Estava andando na rua e vi uma óptica bem do lado de uma ótica. Andei mais um quarteirão e me deparei com mais outra ótica colada com uma óptica.
Em todo o Brasil é desse jeito. Umas lojas decidem se chamar de "óptica", outras preferem não usar o P, e fica assim. Qual é o correto?
Quando os letreiros de comércio popular não conseguem concordar numa só grafia para certa palavra, geralmente uma está certa e as outras, erradas. Às vezes comicamente erradas.
O caso de ó(p)tica é diferente.

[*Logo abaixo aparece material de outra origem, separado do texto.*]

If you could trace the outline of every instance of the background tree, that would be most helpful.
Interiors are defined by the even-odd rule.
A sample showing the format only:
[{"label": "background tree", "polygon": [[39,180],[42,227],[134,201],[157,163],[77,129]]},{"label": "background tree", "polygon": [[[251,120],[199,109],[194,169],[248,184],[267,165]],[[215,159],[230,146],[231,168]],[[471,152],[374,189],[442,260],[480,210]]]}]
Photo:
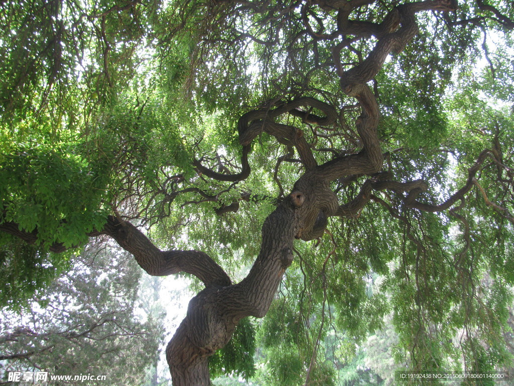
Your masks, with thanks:
[{"label": "background tree", "polygon": [[137,265],[128,254],[105,248],[88,250],[70,264],[68,272],[23,310],[3,310],[3,378],[7,380],[8,372],[37,371],[142,384],[142,374],[158,357],[162,314],[136,314]]},{"label": "background tree", "polygon": [[210,383],[208,358],[267,313],[291,265],[294,382],[330,384],[329,326],[360,342],[391,309],[409,370],[510,360],[507,2],[0,11],[4,304],[65,270],[49,252],[107,235],[151,275],[203,283],[167,349],[175,385]]}]

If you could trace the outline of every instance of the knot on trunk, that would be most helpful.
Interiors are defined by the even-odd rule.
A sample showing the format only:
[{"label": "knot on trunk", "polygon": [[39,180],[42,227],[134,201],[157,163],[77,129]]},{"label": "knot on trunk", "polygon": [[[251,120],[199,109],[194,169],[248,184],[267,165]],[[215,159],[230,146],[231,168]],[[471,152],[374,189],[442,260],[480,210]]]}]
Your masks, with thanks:
[{"label": "knot on trunk", "polygon": [[282,268],[285,270],[291,265],[293,256],[292,251],[289,248],[284,248],[282,250],[282,255],[280,257],[280,262],[282,263]]},{"label": "knot on trunk", "polygon": [[291,202],[295,208],[300,207],[305,202],[305,195],[300,190],[295,190],[289,195],[289,197],[291,198]]}]

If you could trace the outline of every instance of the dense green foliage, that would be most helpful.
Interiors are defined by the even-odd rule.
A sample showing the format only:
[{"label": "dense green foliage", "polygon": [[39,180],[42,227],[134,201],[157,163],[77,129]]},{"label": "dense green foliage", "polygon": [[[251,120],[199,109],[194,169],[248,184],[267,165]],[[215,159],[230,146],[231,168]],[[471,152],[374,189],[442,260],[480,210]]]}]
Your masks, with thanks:
[{"label": "dense green foliage", "polygon": [[[299,117],[281,118],[302,128],[320,164],[360,148],[360,107],[334,75],[338,42],[316,38],[335,30],[337,16],[311,3],[0,4],[0,225],[37,231],[31,245],[0,233],[0,306],[19,308],[69,270],[73,251],[51,246],[80,248],[109,214],[141,226],[163,249],[201,250],[239,278],[276,198],[303,169],[292,148],[266,134],[252,145],[243,181],[210,179],[194,161],[237,172],[241,116],[306,96],[340,113],[330,135]],[[397,3],[370,3],[353,16],[379,22]],[[323,238],[296,244],[265,319],[242,324],[212,358],[216,374],[253,375],[256,345],[256,379],[265,384],[374,384],[358,372],[359,347],[392,328],[384,320],[397,335],[388,360],[399,369],[511,366],[514,8],[489,0],[497,13],[480,4],[418,14],[419,33],[373,82],[378,134],[384,171],[398,181],[424,180],[429,188],[419,199],[429,204],[463,186],[484,149],[501,165],[483,162],[451,210],[410,209],[376,192],[358,215],[329,219]],[[376,41],[353,37],[340,52],[348,67]],[[365,178],[334,181],[340,203]],[[234,202],[236,212],[216,214]]]},{"label": "dense green foliage", "polygon": [[141,311],[135,261],[104,248],[69,262],[68,272],[29,299],[29,309],[2,309],[2,380],[9,372],[45,371],[105,376],[90,385],[143,384],[164,329],[162,310]]}]

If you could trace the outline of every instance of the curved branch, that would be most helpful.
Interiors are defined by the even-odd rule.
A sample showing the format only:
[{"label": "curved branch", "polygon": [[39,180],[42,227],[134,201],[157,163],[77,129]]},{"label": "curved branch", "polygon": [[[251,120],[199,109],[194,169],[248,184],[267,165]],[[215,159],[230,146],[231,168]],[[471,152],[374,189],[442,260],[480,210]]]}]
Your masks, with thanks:
[{"label": "curved branch", "polygon": [[209,178],[216,180],[218,181],[227,181],[229,182],[238,182],[246,179],[251,169],[250,164],[248,163],[248,154],[250,153],[249,145],[243,147],[243,152],[241,155],[241,171],[234,174],[224,174],[212,170],[201,164],[198,160],[193,161],[193,165],[196,168],[197,171],[205,174]]}]

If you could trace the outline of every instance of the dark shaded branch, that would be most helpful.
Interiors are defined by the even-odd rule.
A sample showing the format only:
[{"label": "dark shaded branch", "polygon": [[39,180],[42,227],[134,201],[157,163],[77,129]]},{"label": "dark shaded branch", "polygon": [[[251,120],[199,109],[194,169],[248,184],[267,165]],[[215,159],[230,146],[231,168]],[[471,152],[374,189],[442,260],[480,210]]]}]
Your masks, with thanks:
[{"label": "dark shaded branch", "polygon": [[201,160],[195,160],[193,161],[193,165],[196,170],[202,174],[205,174],[209,178],[216,180],[218,181],[228,181],[229,182],[237,182],[245,180],[250,176],[251,169],[248,163],[248,154],[250,153],[249,145],[243,147],[243,152],[241,155],[241,171],[234,174],[226,174],[218,173],[211,170],[201,164]]}]

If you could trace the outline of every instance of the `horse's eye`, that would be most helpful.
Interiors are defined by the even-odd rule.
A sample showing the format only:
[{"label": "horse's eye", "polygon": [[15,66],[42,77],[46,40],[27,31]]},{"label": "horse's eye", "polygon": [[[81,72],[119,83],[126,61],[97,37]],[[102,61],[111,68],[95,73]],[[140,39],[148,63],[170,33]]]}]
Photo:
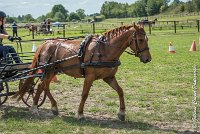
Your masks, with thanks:
[{"label": "horse's eye", "polygon": [[139,39],[139,42],[143,42],[144,40],[143,39]]}]

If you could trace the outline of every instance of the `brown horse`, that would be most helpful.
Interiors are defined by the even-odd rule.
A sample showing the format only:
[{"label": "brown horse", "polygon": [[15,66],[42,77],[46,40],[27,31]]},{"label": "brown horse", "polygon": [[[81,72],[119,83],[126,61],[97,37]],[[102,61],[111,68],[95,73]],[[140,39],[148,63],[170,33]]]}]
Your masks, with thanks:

Os dois estão certos. A ideia, quando codificaram a ortografia brasileira, era que devia escrever com P quem falasse o P, e não escrevê-lo quem não o pronunciasse. Na prática, não foi bem assim; falamos disso em breve.
Quando os portugueses tentaram fazer um acordo ortográfico com o Brasil, pensavam diferente. Tinham horror de imaginar "óptica" e "ótica" se alternando caoticamente nas ruas. A concepção de uma ortografia é justamente fixar uma forma única de escrever cada palavra, mesmo que haja variações na pronúncia. Isso é confortante. O número 10 pode ser falado como "dés", "déis", "déish" ou "désh", mas todos escrevem dez. Fiéis a esse princípio, os portugueses escreviam sempre "óptica", embora a pronúncia em Portugal fosse invariavelmente "ótica". Se em algum lugar do mundo havia alguém que pronunciava o P, o P tinha de ser escrito por todos.
Não foi essa a lógica que venceu no Brasil. Aqui preferiram prender a ortografia à fala, para tornar mais fácil o trabalho de quem aprende a escrever.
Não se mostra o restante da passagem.